The Princess of Paper, or so she was called by the people, collapsed into her bed. Rubbing eyes sore from hours deciphering tiny lettering in long-forgotten books, she fumbled along her nightstand for her Constellation. Her fingers brushed its slender trunk, and the dangling stars whispered to life to light her room with an ethereal glow.
She was so tired. Perhaps her tutor would let her sleep in a bit, and miss her morning lessons? A ghost of a smile fluttered across Lan's lips at the impossible notion, and she absently ran a finger along a strip of wood running above her bed.
It was customary for the children of the royal household to bunk together until the age of 10, when they chose a room of the mansion for themselves. Most of them chose rooms in the impressively high towers or, as her younger brother had, one close to the kitchen. Lan, however, chose an unused room in the deepest basement.

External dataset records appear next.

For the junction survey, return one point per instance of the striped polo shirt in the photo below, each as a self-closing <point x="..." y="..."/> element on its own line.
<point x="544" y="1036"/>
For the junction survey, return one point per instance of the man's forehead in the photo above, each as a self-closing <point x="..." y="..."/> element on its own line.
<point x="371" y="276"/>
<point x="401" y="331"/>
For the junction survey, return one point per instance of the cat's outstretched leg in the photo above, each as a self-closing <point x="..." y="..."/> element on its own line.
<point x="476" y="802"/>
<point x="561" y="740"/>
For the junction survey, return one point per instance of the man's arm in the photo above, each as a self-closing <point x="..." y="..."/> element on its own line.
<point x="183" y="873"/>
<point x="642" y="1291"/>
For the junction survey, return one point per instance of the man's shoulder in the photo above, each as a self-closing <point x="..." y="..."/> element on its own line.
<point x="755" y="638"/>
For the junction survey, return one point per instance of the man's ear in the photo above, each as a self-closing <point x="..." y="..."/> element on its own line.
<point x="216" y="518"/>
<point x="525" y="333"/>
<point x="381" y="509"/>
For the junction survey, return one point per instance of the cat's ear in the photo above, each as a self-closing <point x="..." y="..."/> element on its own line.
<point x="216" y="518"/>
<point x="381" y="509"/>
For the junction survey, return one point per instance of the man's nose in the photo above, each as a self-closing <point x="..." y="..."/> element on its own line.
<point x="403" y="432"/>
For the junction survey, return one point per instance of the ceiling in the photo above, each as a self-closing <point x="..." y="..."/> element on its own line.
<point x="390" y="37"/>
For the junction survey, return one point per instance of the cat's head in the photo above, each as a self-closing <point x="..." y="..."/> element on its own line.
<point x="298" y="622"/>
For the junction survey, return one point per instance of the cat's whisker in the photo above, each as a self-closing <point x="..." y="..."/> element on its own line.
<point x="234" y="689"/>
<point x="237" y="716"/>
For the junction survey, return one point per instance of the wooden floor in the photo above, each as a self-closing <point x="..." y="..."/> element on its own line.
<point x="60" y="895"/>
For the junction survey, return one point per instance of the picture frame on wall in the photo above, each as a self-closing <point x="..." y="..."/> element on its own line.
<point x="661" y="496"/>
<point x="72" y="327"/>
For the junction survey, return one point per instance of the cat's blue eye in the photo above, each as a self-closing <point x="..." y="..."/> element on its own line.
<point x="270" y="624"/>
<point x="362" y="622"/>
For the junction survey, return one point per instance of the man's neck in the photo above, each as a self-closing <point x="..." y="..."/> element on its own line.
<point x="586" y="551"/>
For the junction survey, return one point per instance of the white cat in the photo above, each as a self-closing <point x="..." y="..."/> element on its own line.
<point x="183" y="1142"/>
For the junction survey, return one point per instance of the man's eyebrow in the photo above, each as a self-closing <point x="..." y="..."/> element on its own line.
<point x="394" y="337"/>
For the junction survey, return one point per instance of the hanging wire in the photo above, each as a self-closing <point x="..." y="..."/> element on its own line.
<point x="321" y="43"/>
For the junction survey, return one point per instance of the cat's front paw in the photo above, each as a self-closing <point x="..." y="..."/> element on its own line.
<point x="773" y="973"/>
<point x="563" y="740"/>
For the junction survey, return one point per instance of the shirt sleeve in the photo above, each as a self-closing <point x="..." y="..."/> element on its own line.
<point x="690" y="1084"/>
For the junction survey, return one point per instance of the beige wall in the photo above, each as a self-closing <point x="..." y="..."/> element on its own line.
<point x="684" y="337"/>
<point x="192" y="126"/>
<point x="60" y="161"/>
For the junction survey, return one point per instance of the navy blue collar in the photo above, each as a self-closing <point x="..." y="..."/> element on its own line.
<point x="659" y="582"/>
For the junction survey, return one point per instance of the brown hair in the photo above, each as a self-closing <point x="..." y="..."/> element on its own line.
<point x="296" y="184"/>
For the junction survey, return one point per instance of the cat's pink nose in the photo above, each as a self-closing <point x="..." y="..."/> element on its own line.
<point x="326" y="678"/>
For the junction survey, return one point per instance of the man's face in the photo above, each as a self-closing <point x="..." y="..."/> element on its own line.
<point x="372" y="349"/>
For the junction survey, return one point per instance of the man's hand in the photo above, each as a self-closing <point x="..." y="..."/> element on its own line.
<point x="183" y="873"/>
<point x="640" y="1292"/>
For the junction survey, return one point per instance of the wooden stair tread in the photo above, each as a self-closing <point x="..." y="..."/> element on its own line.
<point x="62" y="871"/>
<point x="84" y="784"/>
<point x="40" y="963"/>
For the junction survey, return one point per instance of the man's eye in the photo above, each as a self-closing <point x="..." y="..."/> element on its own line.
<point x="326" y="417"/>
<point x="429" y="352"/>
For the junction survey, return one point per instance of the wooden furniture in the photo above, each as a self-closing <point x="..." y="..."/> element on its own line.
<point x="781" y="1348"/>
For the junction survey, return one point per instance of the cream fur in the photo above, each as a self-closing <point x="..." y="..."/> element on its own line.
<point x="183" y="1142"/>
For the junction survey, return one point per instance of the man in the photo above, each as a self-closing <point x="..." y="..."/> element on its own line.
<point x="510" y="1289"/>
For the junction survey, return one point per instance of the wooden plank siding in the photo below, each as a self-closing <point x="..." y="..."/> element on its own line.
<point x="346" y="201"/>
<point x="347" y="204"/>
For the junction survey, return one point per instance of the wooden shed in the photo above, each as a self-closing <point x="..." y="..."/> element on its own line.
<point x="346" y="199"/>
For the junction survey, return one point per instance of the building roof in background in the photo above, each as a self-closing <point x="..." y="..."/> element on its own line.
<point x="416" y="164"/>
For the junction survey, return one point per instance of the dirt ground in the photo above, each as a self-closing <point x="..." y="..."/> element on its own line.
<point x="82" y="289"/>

The rest of her family may have mocked her but to her it was beautiful. There was a strong, impossibly old tree in the Eastern courtyard, and its roots had found their way to the walls of this room and wrestled their way in. Wood ran through the stone like waves, and once Lan had found the den of two chipmunks hidden in a hole in the wood that had breached the floor near her desk. They had delighted her child self, and she had named them Chip and Stripe and fed them sunflower seeds. They thanked her by letting her pet them and occasionally leaving her scraps of flowers or grass that they had retrieved from forays outside. She loved them dearly, and her constellation had gained two stars for the princess' smallest friends. They came to her now, sniffing around her arms and chattering quietly as she drifted off to sleep. Something was nagging her, though... was there something she had been meaning to do?
Her eyes snapped open, and she sat up straight in her bed, startling the chipmunks off the bed with indignant squeaks. "Oh, no," she groaned, running a hand through her dark hair. "I forgot to make Cecil's present! His birthday is tomorrow!" The princess stumbled out of bed, recoiling from the cold stone floor. She dropped to her knees and pulled a well worn carved chest out from under her bed, shooing Chip and Stripe out of the way.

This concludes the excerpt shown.